Wie russisches Öl heimlich in die EU gelangt


Russisches Öl gelangt per Tankschiff heimlich in die Häfen der EU. Windige Geschäftemacher und Inhaber von Öl-Schiffen profitieren von der Debatte über Öl-Embargos.

Sven Christian Schulz | Frankfurter Rundschau

Klein gegen Übermächtig: Greenpeace legt sich mit einem riesenhaften russischen Frachter an. ©AFP

Während die Europäische Union noch über ein Ölembargo streitet, hat der große Wandel in der Ölbranche längst begonnen. Aus Angst vor möglichen Sanktionen und unter dem Druck der Öffentlichkeit haben führende Ölhändler wie Shell, BP und Total schon angekündigt, ihre Handelsbeziehungen mit Russland massiv einzuschränken oder ganz einzustellen. Deutschland will bis Jahresende vollständig auf Öl aus Russland verzichten.

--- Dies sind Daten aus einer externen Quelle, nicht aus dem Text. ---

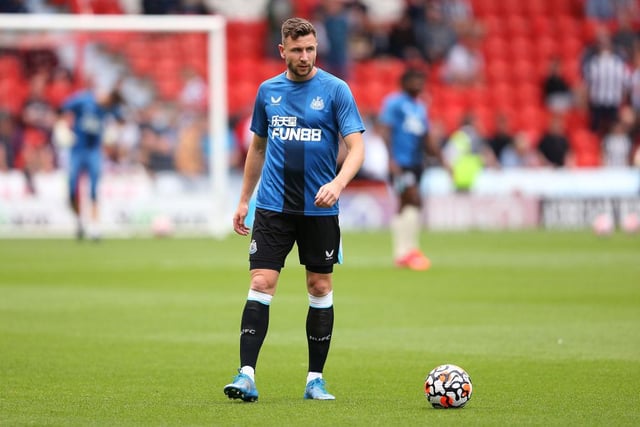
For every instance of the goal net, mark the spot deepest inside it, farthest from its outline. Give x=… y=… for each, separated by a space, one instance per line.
x=169 y=161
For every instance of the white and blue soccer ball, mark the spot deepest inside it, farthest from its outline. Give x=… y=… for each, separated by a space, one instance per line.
x=448 y=386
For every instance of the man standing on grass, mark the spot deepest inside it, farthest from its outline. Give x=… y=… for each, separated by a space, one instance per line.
x=298 y=119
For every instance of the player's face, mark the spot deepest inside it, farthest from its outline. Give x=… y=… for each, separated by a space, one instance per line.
x=300 y=56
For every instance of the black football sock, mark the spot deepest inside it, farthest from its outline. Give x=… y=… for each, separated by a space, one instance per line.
x=253 y=330
x=319 y=330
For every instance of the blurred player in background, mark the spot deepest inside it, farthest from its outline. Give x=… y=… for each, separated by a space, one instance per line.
x=298 y=118
x=404 y=125
x=86 y=113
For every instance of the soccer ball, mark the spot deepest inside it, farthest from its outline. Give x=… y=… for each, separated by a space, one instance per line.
x=603 y=224
x=631 y=223
x=448 y=386
x=162 y=226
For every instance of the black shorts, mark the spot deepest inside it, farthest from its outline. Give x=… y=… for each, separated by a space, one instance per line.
x=274 y=233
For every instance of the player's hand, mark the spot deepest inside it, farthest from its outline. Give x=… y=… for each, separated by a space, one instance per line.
x=238 y=219
x=328 y=195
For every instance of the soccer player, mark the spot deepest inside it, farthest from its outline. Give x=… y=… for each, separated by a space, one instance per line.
x=86 y=113
x=404 y=127
x=298 y=118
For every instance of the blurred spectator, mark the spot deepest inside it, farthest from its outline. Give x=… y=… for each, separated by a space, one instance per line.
x=464 y=63
x=502 y=135
x=335 y=21
x=456 y=13
x=13 y=6
x=38 y=118
x=376 y=160
x=402 y=36
x=625 y=38
x=557 y=93
x=634 y=95
x=277 y=11
x=9 y=141
x=435 y=35
x=364 y=42
x=194 y=7
x=157 y=138
x=616 y=146
x=601 y=10
x=60 y=87
x=608 y=11
x=160 y=7
x=554 y=144
x=194 y=93
x=466 y=153
x=189 y=153
x=607 y=81
x=520 y=153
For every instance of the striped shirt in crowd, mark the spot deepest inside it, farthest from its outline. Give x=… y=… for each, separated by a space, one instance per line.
x=608 y=79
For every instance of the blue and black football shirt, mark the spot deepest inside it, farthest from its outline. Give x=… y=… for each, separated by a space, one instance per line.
x=408 y=120
x=301 y=121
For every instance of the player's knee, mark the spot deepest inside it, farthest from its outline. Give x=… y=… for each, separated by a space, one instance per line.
x=319 y=284
x=264 y=280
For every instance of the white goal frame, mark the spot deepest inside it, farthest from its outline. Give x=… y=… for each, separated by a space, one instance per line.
x=215 y=28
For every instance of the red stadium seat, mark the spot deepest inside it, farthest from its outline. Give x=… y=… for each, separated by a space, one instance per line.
x=517 y=25
x=495 y=47
x=497 y=71
x=483 y=8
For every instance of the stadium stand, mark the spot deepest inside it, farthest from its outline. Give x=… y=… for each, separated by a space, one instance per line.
x=519 y=40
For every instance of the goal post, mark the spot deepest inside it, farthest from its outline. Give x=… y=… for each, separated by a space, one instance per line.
x=215 y=28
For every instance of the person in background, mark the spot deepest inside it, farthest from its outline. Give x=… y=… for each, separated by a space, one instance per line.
x=86 y=112
x=298 y=120
x=554 y=144
x=404 y=126
x=557 y=93
x=466 y=153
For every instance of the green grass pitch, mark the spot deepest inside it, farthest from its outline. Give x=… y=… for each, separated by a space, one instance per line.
x=145 y=332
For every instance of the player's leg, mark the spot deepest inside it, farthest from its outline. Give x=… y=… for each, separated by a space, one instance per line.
x=405 y=226
x=319 y=249
x=75 y=169
x=95 y=172
x=271 y=240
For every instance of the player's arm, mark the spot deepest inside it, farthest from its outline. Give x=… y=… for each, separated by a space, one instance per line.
x=252 y=170
x=329 y=193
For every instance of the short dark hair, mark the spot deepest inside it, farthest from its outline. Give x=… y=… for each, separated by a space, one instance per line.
x=411 y=73
x=297 y=27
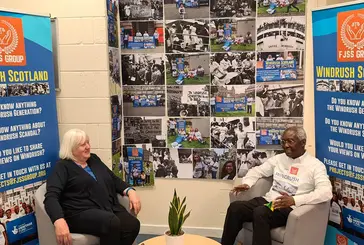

Doch offenbar gelangt russisches Öl wieder häufiger heimlich nach Europa. EU-Mitgliedsstaaten haben im April durchschnittlich 1,6 Millionen Barrel Öl pro Tag aus Russland eingekauft. Das berichtete das „Wall Street Journal“ (WSJ), das die Daten eines Transparenzportals für den Rohölhandel ausgewertet hat. Dort lassen sich die Tanker verfolgen.

Auffällig ist, dass aus Russlands Häfen nun immer öfter Öltanker mit „unbekanntem Ziel“ auf das offene Meer fahren. Sie haben offiziell also keine festgelegte Route, wenn sie den Hafen verlassen. Das ist vor Beginn des Krieges nur sehr selten vorgekommen. Nun sollen allein im April mehr als 11,1 Millionen Barrel russisches Öl auf diese Weise exportiert worden sein.